On the day I found out that my wife was cheating on me and had hired a divorce lawyer, I was defeated. I bailed out of the 3D web startup which I had been sweating over for years, leaving two of the nicest partners I ever had holding a technology they couldn't sell and a business which folded without me as the CEO. (sorry, Nic and Ian)

I gave up on startups.

I lay in bed and watched all of Hulu.

I got a 9-to-5 job writing a CMS for a newspaper.

In the months that followed I knew that I had ruined my life, the life of my beautiful one year old daughter, and my now-ex-partners' lives. I had even ruined the life of my now-ex-wife! (She agreed)

It was clear that everything that I held to be true was in fact false and would forever be false.

For most of a year I was defeated. My oldest friend, Matt, once said that while some people "struggle with depression" he just "bent over for it", and that's where I was that year; folded over a kitchen counter, face down on the cutting board, passively letting defeat have its way with me.

When I worked at Be, Inc. I noticed that many of the engineers slept on their couches and it didn't occur to me until years later that they might just be scared to go home to cold spouses or empty beds. I saw the same behavior at i-drive, at PARC, and then I made it happen at my startup.

For the last few years of my marriage I was absent. Absent so that I could work another few hours each day. Absent from my body because all that mattered happened in my brain. Absent minded about relationship commitments because who wants to add yet another item to an already packed calendar and to-do list. And most painful to remember is how even when I was with my daughter I was in fact still working, still thinking about the problems of the business and the code.

I remember driving to a huge Italian wedding at a Marin county winery and thinking about some 3D rendering problem while my wife was telling me about her workplace drama and it felt like she was being an asshole for interrupting. So, yeah. Self-absorbed and absent.

I made one really good decision in that year of defeat, which was to take care of my body. I ignored my mind but my body grew younger. I stopped drinking alcohol. I trained for and then ran a half-marathon. I slept for ten hours a night. I turned 30 pounds of flab into 10 pounds of muscle.

I turned off my brain to everything except my minimal responsibilities but my body returned to a health I hadn't felt since I was a single college student. That was the foundation on which recovery started and only after my body was better could I begin to think again.

Thinking and reading lead me to improv, where there are three basic rules: Hear offers. Say, "Yes". Make your partner look good.

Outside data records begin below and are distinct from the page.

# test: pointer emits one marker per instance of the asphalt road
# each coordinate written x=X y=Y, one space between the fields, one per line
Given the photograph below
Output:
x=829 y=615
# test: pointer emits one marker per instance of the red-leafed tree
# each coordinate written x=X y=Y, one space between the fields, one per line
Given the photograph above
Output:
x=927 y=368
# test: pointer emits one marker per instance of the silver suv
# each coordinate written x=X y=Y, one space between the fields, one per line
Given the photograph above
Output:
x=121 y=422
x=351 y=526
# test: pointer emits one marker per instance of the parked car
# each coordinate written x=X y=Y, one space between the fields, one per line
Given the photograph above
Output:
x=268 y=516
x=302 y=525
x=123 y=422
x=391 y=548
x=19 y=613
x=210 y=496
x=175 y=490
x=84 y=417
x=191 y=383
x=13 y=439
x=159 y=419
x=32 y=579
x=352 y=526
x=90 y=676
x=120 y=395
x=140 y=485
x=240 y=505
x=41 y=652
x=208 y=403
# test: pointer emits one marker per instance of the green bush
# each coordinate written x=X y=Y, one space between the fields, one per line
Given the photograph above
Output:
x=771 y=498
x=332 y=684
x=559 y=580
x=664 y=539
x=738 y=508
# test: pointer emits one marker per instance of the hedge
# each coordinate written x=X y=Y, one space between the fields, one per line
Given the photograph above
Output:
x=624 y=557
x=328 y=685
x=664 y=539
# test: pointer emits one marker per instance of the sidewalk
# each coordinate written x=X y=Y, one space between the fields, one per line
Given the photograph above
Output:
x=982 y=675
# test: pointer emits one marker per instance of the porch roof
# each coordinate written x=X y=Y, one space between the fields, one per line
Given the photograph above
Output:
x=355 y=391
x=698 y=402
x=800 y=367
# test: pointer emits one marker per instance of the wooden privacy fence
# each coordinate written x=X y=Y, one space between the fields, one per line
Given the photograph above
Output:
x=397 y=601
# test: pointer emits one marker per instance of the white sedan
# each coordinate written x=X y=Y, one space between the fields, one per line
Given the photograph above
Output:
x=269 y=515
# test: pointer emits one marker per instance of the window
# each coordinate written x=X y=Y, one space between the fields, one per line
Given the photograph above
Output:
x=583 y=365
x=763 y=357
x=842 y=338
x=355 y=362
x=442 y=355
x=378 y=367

These are also the rules of listening. To hear what our partners are telling us we must listen without formulating an immediate response so that we can hear what they offer. Keep a "yes" or a "yes, and" in our hearts while listening and the conversation will spiral up into agreement instead of down into conflict. Look for opportunities to boost our partners' feelings with support and clear signs that they're being heard.

Once we're actually a part of the conversation instead of secretly figuring out why the test suite takes too long to run, we might notice that it's pretty nice being in our bodies with someone we love.

Now I'm three years into a happy relationship with Amy Leigh. We work out together every day at lunch and I've never felt so seen and heard in all of my life. Partly it's because she's a relationship rock star but also it's because I'm finally here, present and listening.